CMMC Practice Mapping
No direct CMMC mapping
NIST 800-171 Mapping
No direct NIST 800-171 mapping
Related Controls
Supplemental Guidance
Organizational policies regarding dynamic information flow control include allowing or disallowing information flows based on changing conditions or mission or operational considerations. Changing conditions include changes in risk tolerance due to changes in the immediacy of mission or business needs, changes in the threat environment, and detection of potentially harmful or adverse events.
Practitioner Notes
Dynamic information flow control means the rules can change in real time based on policy updates or threat conditions. The system adapts how data flows without requiring manual firewall changes.

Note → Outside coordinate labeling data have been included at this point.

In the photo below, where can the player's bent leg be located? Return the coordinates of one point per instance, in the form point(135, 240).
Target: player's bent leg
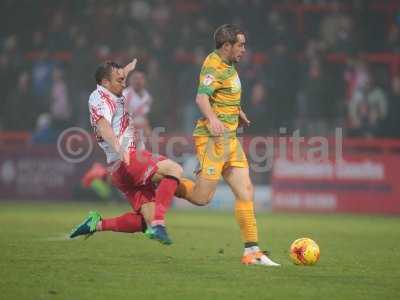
point(239, 181)
point(129, 222)
point(167, 167)
point(199, 193)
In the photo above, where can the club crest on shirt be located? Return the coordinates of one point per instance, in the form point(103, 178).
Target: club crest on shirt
point(208, 79)
point(211, 171)
point(236, 85)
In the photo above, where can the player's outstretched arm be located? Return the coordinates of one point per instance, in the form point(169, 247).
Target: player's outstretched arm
point(216, 126)
point(108, 135)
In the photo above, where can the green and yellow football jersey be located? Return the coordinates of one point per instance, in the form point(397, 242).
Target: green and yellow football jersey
point(220, 81)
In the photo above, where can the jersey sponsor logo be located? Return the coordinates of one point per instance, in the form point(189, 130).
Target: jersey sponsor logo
point(108, 101)
point(236, 85)
point(208, 79)
point(210, 171)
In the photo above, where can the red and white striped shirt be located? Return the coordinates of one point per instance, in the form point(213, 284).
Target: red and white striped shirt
point(104, 104)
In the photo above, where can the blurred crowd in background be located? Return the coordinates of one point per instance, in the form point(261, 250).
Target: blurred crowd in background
point(312, 77)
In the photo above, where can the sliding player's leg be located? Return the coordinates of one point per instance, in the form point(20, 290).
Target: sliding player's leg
point(211, 153)
point(129, 222)
point(238, 179)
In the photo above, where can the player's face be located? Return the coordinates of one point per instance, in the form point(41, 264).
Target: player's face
point(238, 49)
point(138, 81)
point(116, 84)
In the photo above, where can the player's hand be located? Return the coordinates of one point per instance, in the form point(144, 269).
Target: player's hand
point(125, 157)
point(216, 127)
point(130, 67)
point(243, 121)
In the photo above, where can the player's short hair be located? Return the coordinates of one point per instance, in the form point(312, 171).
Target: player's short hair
point(104, 70)
point(226, 33)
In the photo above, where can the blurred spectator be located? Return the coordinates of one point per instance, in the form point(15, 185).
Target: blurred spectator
point(187, 84)
point(393, 39)
point(315, 99)
point(368, 110)
point(19, 111)
point(281, 79)
point(44, 132)
point(60, 107)
point(393, 123)
point(337, 31)
point(42, 70)
point(257, 110)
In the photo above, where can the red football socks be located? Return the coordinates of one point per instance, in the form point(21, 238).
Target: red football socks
point(164, 195)
point(128, 222)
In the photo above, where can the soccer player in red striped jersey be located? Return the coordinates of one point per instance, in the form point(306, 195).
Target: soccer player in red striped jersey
point(133, 170)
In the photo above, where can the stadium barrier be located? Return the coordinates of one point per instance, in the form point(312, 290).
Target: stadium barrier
point(355, 176)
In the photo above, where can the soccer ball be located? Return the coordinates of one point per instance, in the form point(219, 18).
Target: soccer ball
point(304, 251)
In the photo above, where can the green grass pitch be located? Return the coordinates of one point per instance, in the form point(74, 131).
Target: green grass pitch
point(360, 257)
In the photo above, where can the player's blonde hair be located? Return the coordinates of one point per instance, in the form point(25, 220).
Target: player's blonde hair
point(226, 33)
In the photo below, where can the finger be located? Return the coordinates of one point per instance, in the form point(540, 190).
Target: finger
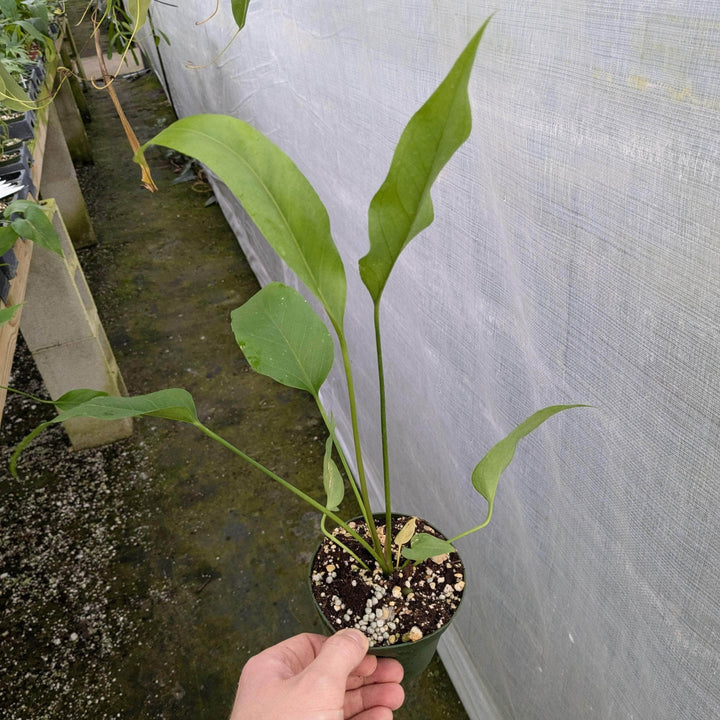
point(338, 657)
point(378, 670)
point(374, 714)
point(290, 657)
point(387, 670)
point(368, 697)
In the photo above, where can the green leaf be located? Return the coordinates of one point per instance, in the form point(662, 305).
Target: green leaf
point(407, 532)
point(276, 195)
point(402, 207)
point(332, 479)
point(239, 8)
point(10, 9)
point(8, 238)
point(487, 472)
point(6, 314)
point(171, 404)
point(137, 9)
point(425, 546)
point(282, 337)
point(35, 225)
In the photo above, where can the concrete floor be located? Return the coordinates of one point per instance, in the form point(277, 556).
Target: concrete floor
point(173, 563)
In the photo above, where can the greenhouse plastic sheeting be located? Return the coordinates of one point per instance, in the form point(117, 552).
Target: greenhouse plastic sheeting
point(574, 257)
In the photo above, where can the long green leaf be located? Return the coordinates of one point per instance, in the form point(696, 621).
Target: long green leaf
point(402, 207)
point(8, 238)
point(487, 472)
point(172, 404)
point(425, 546)
point(137, 9)
point(7, 314)
point(276, 195)
point(239, 8)
point(332, 479)
point(35, 225)
point(282, 337)
point(65, 402)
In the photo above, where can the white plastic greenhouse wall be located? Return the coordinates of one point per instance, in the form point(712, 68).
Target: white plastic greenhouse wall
point(575, 257)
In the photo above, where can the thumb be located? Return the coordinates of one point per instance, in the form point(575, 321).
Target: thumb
point(340, 655)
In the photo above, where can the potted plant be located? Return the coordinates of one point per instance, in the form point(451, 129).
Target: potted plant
point(392, 558)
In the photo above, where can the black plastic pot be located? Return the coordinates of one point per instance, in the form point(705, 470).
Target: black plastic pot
point(413, 656)
point(20, 178)
point(20, 160)
point(22, 126)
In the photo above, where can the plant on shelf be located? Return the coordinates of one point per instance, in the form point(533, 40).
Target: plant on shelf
point(283, 337)
point(29, 220)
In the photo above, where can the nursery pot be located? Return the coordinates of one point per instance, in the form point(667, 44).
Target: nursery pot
point(415, 655)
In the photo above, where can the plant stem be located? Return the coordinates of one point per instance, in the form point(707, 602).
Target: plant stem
point(339, 543)
point(351, 479)
point(387, 567)
point(383, 435)
point(471, 531)
point(311, 501)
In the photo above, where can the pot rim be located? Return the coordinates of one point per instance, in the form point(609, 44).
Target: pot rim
point(434, 635)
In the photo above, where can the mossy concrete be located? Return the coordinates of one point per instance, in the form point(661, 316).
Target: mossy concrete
point(209, 557)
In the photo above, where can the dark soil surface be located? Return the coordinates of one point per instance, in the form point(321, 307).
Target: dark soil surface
point(411, 603)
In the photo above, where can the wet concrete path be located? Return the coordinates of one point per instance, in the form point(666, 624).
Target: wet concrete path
point(139, 578)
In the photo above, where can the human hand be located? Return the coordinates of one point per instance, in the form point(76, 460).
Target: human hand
point(312, 677)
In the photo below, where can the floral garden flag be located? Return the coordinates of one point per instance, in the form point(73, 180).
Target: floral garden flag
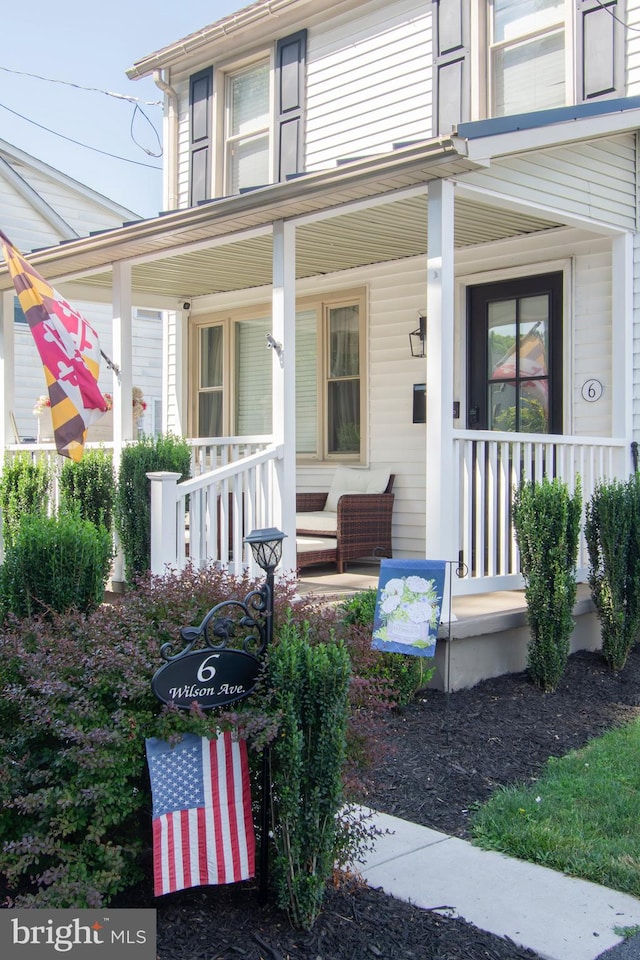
point(409, 606)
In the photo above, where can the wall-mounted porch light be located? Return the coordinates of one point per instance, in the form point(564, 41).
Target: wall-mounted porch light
point(418, 337)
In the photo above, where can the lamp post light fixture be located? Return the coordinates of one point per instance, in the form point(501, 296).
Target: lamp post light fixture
point(266, 547)
point(418, 337)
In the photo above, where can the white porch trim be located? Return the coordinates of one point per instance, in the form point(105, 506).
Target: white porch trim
point(622, 335)
point(7, 367)
point(440, 531)
point(284, 381)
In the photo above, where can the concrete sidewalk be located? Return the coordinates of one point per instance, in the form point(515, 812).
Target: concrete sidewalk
point(558, 917)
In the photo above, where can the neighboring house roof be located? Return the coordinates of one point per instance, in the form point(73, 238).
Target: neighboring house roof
point(180, 271)
point(39, 205)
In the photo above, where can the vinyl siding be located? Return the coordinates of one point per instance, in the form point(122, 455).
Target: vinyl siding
point(396, 296)
point(368, 82)
point(633, 48)
point(28, 229)
point(596, 180)
point(146, 360)
point(636, 338)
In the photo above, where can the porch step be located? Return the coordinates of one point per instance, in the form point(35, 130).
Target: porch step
point(490, 636)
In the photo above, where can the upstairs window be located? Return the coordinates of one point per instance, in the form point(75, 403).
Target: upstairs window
point(247, 121)
point(527, 52)
point(248, 126)
point(549, 53)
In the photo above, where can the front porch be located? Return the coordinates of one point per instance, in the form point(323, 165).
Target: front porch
point(393, 237)
point(488, 634)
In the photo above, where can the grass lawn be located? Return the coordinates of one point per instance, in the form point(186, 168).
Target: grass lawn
point(582, 816)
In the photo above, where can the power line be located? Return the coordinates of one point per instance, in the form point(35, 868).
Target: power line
point(607, 9)
point(79, 86)
point(78, 143)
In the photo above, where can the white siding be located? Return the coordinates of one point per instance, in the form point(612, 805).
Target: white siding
point(83, 213)
point(596, 180)
point(24, 225)
point(633, 48)
point(368, 82)
point(396, 296)
point(368, 85)
point(636, 337)
point(146, 358)
point(28, 228)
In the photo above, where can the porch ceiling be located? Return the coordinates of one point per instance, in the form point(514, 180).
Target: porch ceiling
point(225, 244)
point(374, 235)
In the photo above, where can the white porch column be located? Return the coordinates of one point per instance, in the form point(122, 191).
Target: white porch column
point(283, 331)
point(164, 496)
point(122, 350)
point(7, 366)
point(441, 516)
point(622, 342)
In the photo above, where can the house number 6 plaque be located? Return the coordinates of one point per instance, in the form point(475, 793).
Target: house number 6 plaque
point(591, 390)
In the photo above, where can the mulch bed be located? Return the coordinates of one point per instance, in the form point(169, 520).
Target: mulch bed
point(439, 757)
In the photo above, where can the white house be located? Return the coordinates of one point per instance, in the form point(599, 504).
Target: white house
point(40, 207)
point(338, 169)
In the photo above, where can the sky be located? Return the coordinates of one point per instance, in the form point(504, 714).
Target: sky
point(65, 42)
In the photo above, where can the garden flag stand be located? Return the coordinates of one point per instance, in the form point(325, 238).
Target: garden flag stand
point(202, 822)
point(409, 608)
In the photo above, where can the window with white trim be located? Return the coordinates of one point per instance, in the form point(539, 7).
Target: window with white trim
point(246, 120)
point(247, 127)
point(527, 51)
point(234, 382)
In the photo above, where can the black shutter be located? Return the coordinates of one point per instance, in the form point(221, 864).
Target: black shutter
point(600, 35)
point(200, 140)
point(451, 78)
point(291, 63)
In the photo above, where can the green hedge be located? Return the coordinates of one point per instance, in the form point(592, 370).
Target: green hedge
point(612, 531)
point(133, 496)
point(55, 563)
point(547, 524)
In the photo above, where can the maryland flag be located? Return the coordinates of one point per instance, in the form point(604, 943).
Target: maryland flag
point(69, 350)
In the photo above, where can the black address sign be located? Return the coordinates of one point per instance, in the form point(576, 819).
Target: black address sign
point(212, 677)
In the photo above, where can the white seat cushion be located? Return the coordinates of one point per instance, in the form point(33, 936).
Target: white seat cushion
point(319, 521)
point(354, 480)
point(314, 544)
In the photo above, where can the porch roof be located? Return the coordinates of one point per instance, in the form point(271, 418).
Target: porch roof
point(225, 244)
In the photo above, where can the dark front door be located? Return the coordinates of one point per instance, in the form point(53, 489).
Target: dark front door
point(515, 355)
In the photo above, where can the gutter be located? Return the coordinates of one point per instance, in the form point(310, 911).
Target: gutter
point(110, 242)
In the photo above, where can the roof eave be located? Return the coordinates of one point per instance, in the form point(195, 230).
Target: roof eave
point(270, 202)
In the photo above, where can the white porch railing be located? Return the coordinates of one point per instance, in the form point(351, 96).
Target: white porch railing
point(488, 466)
point(205, 519)
point(207, 453)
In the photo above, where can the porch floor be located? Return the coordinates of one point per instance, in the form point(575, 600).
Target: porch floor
point(488, 634)
point(324, 581)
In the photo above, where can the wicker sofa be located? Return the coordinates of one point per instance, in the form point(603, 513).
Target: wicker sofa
point(356, 524)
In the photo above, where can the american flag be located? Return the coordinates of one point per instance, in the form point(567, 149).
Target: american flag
point(202, 821)
point(69, 350)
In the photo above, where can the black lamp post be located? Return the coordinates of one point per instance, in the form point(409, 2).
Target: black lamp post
point(418, 337)
point(266, 547)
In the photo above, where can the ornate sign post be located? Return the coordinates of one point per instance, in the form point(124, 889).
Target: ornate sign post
point(222, 659)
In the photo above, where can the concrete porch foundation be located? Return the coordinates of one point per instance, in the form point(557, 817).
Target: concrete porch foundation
point(489, 633)
point(488, 642)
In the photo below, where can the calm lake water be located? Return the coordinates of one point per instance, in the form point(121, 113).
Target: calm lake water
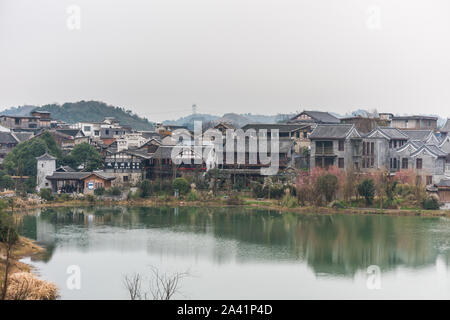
point(235, 253)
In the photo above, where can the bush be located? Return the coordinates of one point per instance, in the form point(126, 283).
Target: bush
point(46, 194)
point(192, 196)
point(146, 188)
point(257, 189)
point(114, 191)
point(366, 189)
point(339, 204)
point(181, 185)
point(5, 224)
point(99, 191)
point(289, 201)
point(276, 191)
point(234, 200)
point(326, 186)
point(430, 203)
point(64, 197)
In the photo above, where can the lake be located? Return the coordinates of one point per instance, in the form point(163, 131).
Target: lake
point(237, 253)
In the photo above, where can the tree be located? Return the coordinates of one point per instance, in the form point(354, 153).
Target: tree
point(181, 185)
point(8, 239)
point(366, 189)
point(22, 159)
point(86, 155)
point(326, 186)
point(146, 188)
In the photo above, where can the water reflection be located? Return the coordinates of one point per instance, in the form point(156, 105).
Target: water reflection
point(338, 245)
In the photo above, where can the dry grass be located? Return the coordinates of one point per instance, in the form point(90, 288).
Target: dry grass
point(22, 284)
point(26, 286)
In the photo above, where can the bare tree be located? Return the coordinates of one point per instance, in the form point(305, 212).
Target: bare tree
point(162, 286)
point(8, 244)
point(133, 285)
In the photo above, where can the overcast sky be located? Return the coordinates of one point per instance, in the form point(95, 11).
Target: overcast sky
point(158, 57)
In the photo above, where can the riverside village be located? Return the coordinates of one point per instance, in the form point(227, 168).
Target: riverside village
point(257, 182)
point(362, 157)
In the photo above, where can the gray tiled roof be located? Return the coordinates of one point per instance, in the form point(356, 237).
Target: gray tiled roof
point(68, 175)
point(163, 152)
point(7, 137)
point(282, 127)
point(318, 116)
point(78, 175)
point(392, 133)
point(23, 136)
point(443, 183)
point(331, 131)
point(436, 150)
point(46, 156)
point(421, 135)
point(446, 127)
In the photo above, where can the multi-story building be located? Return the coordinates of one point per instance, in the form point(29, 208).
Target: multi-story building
point(414, 122)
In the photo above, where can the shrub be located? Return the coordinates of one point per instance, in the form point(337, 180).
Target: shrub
point(339, 204)
point(326, 186)
point(146, 188)
point(99, 191)
point(64, 197)
point(192, 196)
point(289, 201)
point(257, 189)
point(276, 191)
point(366, 189)
point(46, 194)
point(430, 203)
point(181, 185)
point(115, 191)
point(234, 200)
point(5, 224)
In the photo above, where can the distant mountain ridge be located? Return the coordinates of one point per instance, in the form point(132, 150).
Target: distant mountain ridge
point(86, 111)
point(237, 120)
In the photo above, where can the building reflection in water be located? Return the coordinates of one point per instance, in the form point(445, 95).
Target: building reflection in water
point(329, 244)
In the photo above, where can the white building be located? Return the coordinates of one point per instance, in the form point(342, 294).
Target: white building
point(46, 165)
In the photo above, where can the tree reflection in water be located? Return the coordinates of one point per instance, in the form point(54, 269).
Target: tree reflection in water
point(329, 244)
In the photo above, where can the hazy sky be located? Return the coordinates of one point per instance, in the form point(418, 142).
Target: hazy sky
point(158, 57)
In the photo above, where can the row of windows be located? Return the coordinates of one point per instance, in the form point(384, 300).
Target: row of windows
point(133, 165)
point(396, 144)
point(396, 164)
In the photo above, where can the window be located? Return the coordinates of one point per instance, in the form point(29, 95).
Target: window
point(418, 163)
point(404, 163)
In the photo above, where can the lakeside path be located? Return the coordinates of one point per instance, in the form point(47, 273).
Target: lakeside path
point(246, 203)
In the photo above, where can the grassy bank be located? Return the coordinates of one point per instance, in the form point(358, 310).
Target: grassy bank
point(22, 283)
point(269, 204)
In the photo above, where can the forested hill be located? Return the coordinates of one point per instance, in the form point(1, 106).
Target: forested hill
point(92, 111)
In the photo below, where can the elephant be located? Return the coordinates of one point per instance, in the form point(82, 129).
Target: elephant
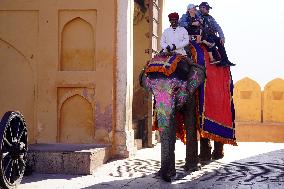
point(175, 93)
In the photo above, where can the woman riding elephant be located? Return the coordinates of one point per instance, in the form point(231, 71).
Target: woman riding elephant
point(173, 79)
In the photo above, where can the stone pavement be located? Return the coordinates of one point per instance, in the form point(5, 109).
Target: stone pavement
point(247, 166)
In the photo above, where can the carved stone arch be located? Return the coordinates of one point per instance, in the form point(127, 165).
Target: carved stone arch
point(77, 46)
point(76, 121)
point(17, 84)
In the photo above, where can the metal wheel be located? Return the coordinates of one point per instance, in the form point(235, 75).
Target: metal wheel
point(13, 146)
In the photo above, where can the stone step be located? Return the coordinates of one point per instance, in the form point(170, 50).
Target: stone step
point(67, 158)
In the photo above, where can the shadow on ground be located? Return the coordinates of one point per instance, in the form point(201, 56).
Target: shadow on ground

Example 1: On a Palo Alto next-gen firewall, enable Dynamic Address Groups that pull threat intelligence feeds. When a destination IP is flagged as malicious, the firewall automatically blocks data flow to that address — no manual rule change needed.
Example 2: In Azure Sentinel, create an automated playbook (Logic App) that triggers on a high-severity alert and automatically updates NSG rules to block the offending IP or isolate the affected subnet. The flow control changes happen within seconds of detection.